El directorio de madres y padres de familia. Su función es ayudar en el control de la calidad y compromiso que acepta cada familia en pro de su capacitación y educación. Regula directamente cualquier irregularidad que se presenta con las coordinaciones responsables de cada proyecto. Presenta sugerencias para mejorar la atención a las familias. Su trabajo es en beneficio de sus hijos e hijas.
Las comisiones de trabajo. Madres y padres, organizados por comisiones, trabajan para el ejercicio y práctica del emprendimiento para llegar a formar cooperativas o unidades productivas. Anualmente deben recaudar un monto de dinero para aportar al proyecto y, por otro lado, para entregar a cada familia un canastón navideño.

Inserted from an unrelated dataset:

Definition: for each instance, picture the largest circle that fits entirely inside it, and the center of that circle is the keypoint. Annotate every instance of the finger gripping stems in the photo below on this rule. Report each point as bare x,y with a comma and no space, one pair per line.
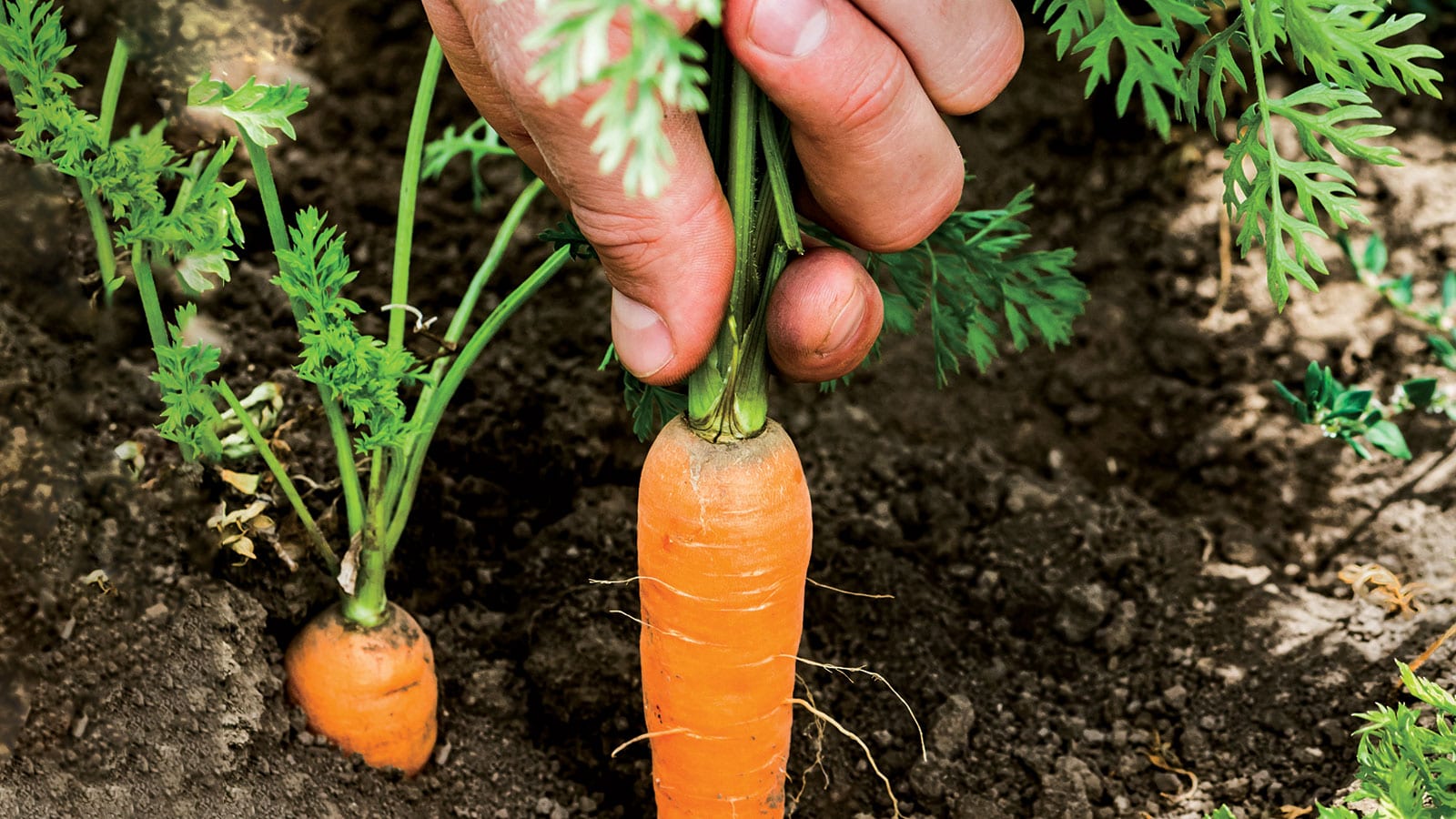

La directiva de niños, niñas y adolescentes. Son representantes elegidos entre los niños y adolescentes para controlar el buen aseo de los espacios y lograr el orden y disciplina dentro de los salones. Su tarea es de servicio, y deben ser un buen ejemplo para los demás.

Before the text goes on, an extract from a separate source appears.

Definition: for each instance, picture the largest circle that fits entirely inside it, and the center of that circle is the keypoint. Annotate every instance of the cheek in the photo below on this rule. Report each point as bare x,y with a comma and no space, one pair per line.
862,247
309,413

Organización de los auxiliares. Cada auxiliar no solo es colaborador de los educadores, sino que ha de ayudar a los niños, niñas y adolescentes en necesidades específicas: los apoya en la tarea escolar, facilita el agua para el lavado de las manos, organiza el aseo de las mesas y los ambientes de trabajo. Los auxiliares reciben del personal de la Fundación talleres de capacitación en liderazgo y servicio desde el enfoque del Evangelio.